Answer
$T$ is a linear transformation.
Work Step by Step
A transformation is said to be linear if
$T(av+w)=aT(v)+T(w)$, for all $v,w$ in the given domain and for all scalars $a$.

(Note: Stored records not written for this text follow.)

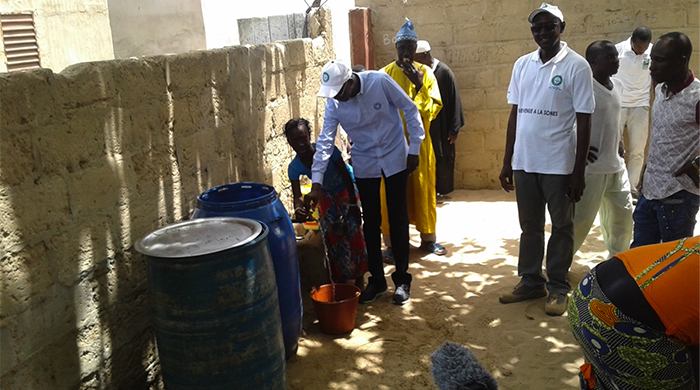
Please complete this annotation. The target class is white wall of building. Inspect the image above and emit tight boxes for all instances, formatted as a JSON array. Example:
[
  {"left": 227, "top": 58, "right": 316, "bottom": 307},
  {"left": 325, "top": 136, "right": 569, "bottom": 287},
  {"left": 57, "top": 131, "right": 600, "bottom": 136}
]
[
  {"left": 0, "top": 0, "right": 114, "bottom": 72},
  {"left": 202, "top": 0, "right": 355, "bottom": 63}
]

Let $a_0+a_1x+a_2x^2,b_0+b_1x+b_2x^2$ be arbitrary elements of the domain $P_2$ and $k$ be any arbitrary scalar. Then
$\begin{array}{l}
T(k({a_0} + {a_1}x + {a_2}{x^2}) + ({b_0} + {b_1}x + {b_2}{x^2}))\\
= T((k{a_0} + k{a_1}x + k{a_2}{x^2}) + ({b_0} + {b_1}x + {b_2}{x^2}))\\
= T((k{a_0} + {b_0}) + (k{a_1} + {b_1})x + (k{a_2} + {b_2}){x^2})
\end{array}$
$ = [(k{a_0} + {b_0}) + (k{a_1} + {b_1}) + (k{a_2} + {b_2})] + [(k{a_1} + {b_1}) \quad + (k{a_2} + {b_2})]x + (k{a_2} + {b_2}){x^2}$
$ = (k{a_0} + k{a_1} + k{a_2} + {b_0} + {b_1} + {b_2}) + (k{a_1} + k{a_2} + {b_1} + {b_2})x +\quad (k{a_2} + {b_2}){x^2}$
$ = (k{a_0} + k{a_1} + k{a_2}) + ({b_0} + {b_1} + {b_2}) + (k{a_1} + k{a_2})x + ({b_1} + {b_2})x +\quad k{a_2}{x^2} + {b_2}{x^2}$
$ = k({a_0} + {a_1} + {a_2}) + ({b_0} + {b_1} + {b_2}) + k({a_1} + {a_2})x + ({b_1} + {b_2})x + \quad k{a_2}{x^2} + {b_2}{x^2}$
$ = [k({a_0} + {a_1} + {a_2}) + k({a_1} + {a_2})x + k{a_2}{x^2}] +\quad [({b_0} + {b_1} + {b_2}) + ({b_1} + {b_2})x + {b_2}{x^2}]$
$ = k[({a_0} + {a_1} + {a_2}) + ({a_1} + {a_2})x + {a_2}{x^2}] +\quad [({b_0} + {b_1} + {b_2}) + ({b_1} + {b_2})x + {b_2}{x^2}]$
$ = kT({a_0} + {a_1}x + {a_2}{x^2}) + T({b_0} + {b_1}x + {b_2}{x^2})$
Hence, $T$ is a linear transformation.